Ces rappels sont essentiels car, provenant entre autres d’outre-Atlantique, se fait de plus en plus envahissant un néo-judaïsme « progressiste » enveloppé dans ce qu’on nous présente comme «Tikoun olam», une caricature de la vocation juive à améliorer le monde. On aura, semble-t-il, oublié la deuxième partie du principe « Tikoun olam bémalkhout Chadaï » en l’occurrence changer le monde dans la perspective du Royaume céleste – la dimension éthique ne peut pas être artificiellement détachée de la propédeutique de la Halakha et ne saurait cautionner les dérives de croyances ou de mœurs qui n’ont plus rien à voir avec la Sagesse hébraïque, même s’ils sont à la mode et semblent convenir avec une vocation universelle.
Deux dangereux processus
Grace à son érudition en matière de Sagesse hébraïque, à sa profonde connaissance de la psychologie et de la sociologie, à sa perspicacité exceptionnelle, le Rav Yehouda Léon Askénazi a discerné des processus qui se prolongent et se précisent de nos jours. A l’intérieur du monde juif : les tentatives contradictoires de désistement d’identité, d’usurpation d’autorité pour parler au nom du judaïsme, la limitation de la Halakha à un corpus de préceptes dans l’ignorance délibérée de leur vocation. A l’extérieur : une offensive contre tout ce que peut représenter le Nom d’Israël, la prise en otage, par les ennemis d’Israël, de la morale, de l’histoire et de la culture, dans le silence lâche et complice des nations. Mais aussi la propagation de l’universel du désistement cosmopolite qui a ruiné la conscience et l’identité européenne/occidentale et qui n’est que trop présent dans le champ intellectuel juif et israélien (à l’opposé de l’universel de rayonnement, celui auquel la pensée juive nous a familiarisés).
Comment y faire face ?
À nous de puiser dans la Sagesse hébraïque à travers la pensée juive qui nous a été enseignée par le Rav Yéhouda Léon Askénazi et, à l’aide de ses disciples devenus eux-mêmes des Maîtres à part entière, de nous confronter aux défis de notre génération sans perdre de vue la perspective de la durée. Le temps imparti est court et la tâche est immense, mais il y a dans notre peuple des hommes et des femmes d’une grandeur d’âme et d’une intégrité exceptionnelles.
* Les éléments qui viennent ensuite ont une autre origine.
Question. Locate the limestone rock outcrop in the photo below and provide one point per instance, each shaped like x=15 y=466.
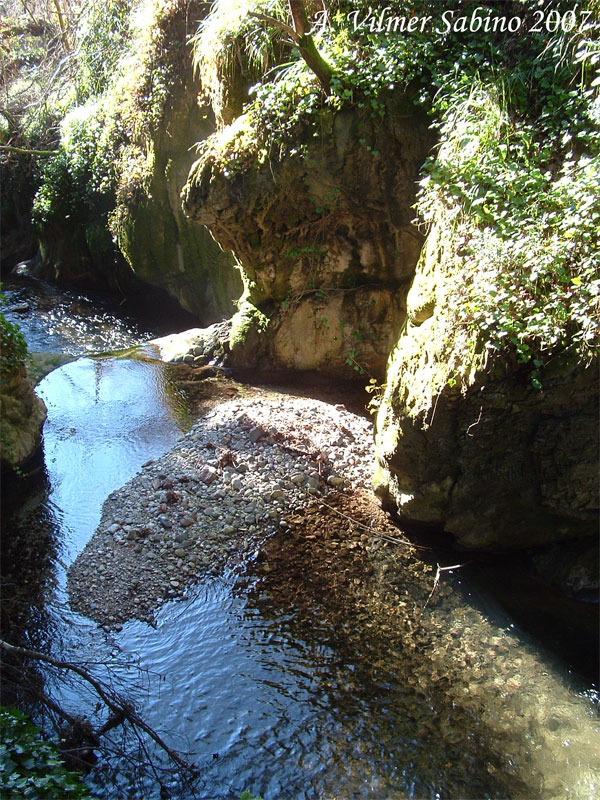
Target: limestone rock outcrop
x=326 y=241
x=466 y=443
x=22 y=415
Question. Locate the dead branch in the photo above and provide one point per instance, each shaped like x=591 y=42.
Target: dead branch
x=437 y=579
x=119 y=707
x=373 y=531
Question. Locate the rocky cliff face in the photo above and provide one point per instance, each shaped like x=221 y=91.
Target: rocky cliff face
x=468 y=444
x=22 y=415
x=326 y=241
x=164 y=247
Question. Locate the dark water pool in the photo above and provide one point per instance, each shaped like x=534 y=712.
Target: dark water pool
x=348 y=702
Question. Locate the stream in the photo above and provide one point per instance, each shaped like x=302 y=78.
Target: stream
x=258 y=698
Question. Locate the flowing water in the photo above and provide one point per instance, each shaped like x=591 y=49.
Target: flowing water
x=337 y=703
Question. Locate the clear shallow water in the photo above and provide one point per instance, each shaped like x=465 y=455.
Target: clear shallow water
x=350 y=704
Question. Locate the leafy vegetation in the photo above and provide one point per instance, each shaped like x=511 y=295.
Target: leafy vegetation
x=517 y=113
x=13 y=350
x=30 y=766
x=517 y=170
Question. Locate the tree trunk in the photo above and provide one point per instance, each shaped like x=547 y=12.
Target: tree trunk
x=307 y=47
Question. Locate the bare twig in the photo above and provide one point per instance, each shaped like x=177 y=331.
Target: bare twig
x=437 y=579
x=385 y=536
x=115 y=704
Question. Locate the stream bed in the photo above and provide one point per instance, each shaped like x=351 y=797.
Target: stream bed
x=268 y=680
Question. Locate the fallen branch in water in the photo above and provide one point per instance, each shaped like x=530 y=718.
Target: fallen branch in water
x=385 y=536
x=437 y=579
x=121 y=710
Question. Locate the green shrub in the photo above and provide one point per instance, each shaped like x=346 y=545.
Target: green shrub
x=13 y=350
x=31 y=767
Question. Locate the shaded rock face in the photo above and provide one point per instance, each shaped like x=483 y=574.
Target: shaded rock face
x=22 y=415
x=162 y=246
x=487 y=457
x=325 y=242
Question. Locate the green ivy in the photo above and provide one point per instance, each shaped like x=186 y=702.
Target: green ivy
x=30 y=766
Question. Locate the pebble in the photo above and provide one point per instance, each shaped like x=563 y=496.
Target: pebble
x=161 y=540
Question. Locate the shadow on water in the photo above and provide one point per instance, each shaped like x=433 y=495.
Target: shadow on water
x=321 y=673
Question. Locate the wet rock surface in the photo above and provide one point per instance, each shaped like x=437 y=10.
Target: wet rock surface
x=240 y=474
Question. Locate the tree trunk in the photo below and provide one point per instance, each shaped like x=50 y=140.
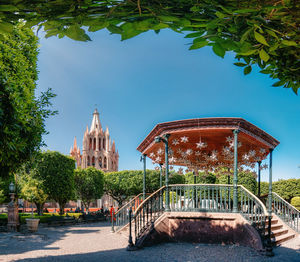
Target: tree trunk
x=39 y=208
x=61 y=208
Manitou a occupé un rôle essentiel dans ma vie et dans ma conscience des étapes importantes de ma vie : en tant que responsable de la formation de cadres du Département Educatif de la Jeunesse Juive, en tant que chargé de mission du Département de la Jeunesse de l’Agence Juive, responsable de groupe d’alyah de familles du Mouvement de l’Alyah, en tant qu’auteur d’un doctorat de philosophie sur « l’École de Paris de pensée juive ». Son enseignement m’éclaire au quotidien en tant qu’Israélien, en tant que Juif, qu’homme, en tant que père…
Dr. Raymond Fitoussi
Il faut rajouter à ce texte, malheureusement, le retour de propos discourus même au sein de synagogues pour une nouvelle façon de présenter le contenu de notre Livre, sous le couvert d’une philosophie qui plait à être entendus, mais qui n’est hélas que le développement d’une rhétorique qui avait fait des ravages auprès de la population, il y a plus de deux millénaires.
on n’hésite pas à déformer les explications de nos sages (‘Hazal), et le texte même de la Torah, pour faire coller et supporter des exemples actuels, il n’y a plus de limites à l’envie de captiver les foules.